Master’s Thesis Presentation • Artificial Intelligence • Demystifying Foreground-Background Memorization in Diffusion Models

Thursday, September 4, 2025 11:00 am - 12:00 pm EDT (GMT -04:00)

Please note: This master’s thesis presentation will take place in DC 2310 and online.

Jimmy Di, Master’s candidate
David R. Cheriton School of Computer Science

Supervisors: Professor Gautam Kamath

Diffusion models (DMs) memorize training images and can reproduce near-duplicates during generation. Current detection methods identify verbatim memorization but fail to capture two critical aspects: quantifying partial memorization occurring in small image regions, and memorization patterns beyond specific prompt-image pairs.

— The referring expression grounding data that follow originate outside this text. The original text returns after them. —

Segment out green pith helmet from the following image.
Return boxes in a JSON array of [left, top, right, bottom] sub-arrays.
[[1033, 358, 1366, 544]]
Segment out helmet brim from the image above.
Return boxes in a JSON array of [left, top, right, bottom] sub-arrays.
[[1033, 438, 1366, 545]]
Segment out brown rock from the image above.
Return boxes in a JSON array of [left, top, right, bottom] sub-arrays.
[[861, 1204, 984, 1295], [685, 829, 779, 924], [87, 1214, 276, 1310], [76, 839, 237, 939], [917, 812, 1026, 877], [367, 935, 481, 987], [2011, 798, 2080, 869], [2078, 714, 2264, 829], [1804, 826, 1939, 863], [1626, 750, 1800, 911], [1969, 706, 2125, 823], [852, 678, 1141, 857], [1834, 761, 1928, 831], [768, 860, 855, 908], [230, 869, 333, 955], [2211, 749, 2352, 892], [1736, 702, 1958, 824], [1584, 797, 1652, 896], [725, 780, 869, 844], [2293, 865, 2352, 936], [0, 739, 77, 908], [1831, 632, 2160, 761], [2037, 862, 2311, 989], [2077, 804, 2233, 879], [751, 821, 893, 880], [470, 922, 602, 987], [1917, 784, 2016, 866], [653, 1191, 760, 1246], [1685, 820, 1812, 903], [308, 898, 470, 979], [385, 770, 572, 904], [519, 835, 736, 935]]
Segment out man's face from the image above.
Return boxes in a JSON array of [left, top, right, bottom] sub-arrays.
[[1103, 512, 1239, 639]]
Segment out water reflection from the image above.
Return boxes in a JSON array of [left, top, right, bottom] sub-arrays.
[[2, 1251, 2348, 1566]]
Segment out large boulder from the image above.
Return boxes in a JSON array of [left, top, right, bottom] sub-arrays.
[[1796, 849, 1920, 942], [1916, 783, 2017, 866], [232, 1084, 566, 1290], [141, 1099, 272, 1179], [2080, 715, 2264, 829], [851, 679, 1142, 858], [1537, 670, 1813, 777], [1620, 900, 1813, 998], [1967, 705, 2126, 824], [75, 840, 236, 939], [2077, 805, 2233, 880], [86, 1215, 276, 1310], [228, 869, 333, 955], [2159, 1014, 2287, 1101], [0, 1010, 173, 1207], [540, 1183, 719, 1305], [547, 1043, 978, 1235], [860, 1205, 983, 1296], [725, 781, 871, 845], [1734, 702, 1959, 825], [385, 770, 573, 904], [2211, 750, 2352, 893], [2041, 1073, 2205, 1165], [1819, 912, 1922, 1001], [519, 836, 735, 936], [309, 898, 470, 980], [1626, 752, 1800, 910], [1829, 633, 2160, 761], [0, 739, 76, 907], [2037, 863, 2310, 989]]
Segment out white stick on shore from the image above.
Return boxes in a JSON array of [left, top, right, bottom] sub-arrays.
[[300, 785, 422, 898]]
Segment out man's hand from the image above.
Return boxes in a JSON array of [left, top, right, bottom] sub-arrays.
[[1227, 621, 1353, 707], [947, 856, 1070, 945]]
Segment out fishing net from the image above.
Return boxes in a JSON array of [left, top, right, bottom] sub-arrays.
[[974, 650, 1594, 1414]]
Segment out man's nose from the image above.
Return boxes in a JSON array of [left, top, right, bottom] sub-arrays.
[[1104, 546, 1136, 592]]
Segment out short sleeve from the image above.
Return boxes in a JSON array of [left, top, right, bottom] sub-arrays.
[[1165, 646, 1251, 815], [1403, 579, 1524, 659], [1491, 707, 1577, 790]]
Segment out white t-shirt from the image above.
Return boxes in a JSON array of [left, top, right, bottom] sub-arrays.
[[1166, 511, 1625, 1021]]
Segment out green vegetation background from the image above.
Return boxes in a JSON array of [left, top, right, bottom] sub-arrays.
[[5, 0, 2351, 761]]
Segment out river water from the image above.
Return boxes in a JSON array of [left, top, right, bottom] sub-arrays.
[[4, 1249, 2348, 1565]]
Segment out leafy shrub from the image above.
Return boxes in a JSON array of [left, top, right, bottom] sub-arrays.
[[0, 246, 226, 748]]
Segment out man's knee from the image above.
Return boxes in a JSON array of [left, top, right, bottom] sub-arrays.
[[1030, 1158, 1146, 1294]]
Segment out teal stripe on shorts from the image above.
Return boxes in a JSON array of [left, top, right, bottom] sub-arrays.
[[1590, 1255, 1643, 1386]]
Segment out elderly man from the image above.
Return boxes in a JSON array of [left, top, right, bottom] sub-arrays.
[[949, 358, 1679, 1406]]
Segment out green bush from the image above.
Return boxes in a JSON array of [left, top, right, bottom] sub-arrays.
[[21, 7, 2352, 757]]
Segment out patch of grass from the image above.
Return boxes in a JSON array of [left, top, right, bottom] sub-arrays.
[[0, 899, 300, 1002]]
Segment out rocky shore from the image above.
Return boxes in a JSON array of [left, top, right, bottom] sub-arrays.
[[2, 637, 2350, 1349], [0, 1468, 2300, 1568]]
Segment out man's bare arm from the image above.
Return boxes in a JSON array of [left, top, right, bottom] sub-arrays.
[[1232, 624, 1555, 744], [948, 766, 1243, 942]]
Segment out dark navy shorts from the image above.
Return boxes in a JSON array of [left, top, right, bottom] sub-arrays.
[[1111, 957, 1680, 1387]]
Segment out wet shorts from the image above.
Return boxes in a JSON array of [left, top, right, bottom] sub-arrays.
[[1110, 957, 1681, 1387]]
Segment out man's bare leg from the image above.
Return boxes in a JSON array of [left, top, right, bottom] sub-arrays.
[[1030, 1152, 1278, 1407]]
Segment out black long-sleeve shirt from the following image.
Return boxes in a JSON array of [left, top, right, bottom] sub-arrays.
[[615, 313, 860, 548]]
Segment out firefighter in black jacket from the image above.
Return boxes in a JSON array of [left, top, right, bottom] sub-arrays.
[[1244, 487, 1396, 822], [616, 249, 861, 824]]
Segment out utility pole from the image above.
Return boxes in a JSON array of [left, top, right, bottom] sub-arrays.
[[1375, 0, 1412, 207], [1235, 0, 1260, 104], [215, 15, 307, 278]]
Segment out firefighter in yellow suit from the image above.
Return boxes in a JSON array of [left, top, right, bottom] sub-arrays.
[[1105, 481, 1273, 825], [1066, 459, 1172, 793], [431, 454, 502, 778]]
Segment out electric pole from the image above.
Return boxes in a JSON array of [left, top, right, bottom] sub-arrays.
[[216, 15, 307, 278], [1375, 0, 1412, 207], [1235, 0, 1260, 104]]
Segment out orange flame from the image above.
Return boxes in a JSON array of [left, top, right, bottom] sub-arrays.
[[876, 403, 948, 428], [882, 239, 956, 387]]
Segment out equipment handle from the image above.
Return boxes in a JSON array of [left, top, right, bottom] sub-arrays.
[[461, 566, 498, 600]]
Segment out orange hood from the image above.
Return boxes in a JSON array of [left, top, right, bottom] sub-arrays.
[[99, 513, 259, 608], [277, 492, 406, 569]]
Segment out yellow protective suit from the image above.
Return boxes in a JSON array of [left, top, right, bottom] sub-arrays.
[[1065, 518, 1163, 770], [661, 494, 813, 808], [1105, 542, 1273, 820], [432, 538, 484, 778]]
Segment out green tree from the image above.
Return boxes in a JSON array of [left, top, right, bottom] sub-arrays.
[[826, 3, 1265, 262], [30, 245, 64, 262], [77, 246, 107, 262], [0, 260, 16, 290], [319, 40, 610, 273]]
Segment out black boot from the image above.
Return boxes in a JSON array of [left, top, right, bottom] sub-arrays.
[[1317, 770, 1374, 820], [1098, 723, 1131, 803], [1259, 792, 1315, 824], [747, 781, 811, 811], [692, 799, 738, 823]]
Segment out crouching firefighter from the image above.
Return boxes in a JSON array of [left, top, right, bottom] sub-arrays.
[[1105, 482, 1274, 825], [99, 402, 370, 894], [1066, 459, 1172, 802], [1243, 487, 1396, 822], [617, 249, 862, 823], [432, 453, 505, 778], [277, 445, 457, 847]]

To address these limitations, we propose Foreground Background Memorization (FB-Mem), a novel segmentation-based metric that classifies and quantifies memorized
regions within generated images. Our method reveals that memorization is more pervasive than previously understood:

  1. Individual generations from single prompts may be linked to clusters of similar training images, revealing complex memorization patterns that extend beyond one-to-one correspondences
  2. Existing model-level mitigation methods, such as neuron deactivation and pruning, fail to eliminate local memorization, which persists particularly in foreground regions.

Our work establishes an effective framework for measuring memorization in diffusion models, demonstrates the inadequacy of current mitigation approaches, and proposes a stronger mitigation method using a clustering approach.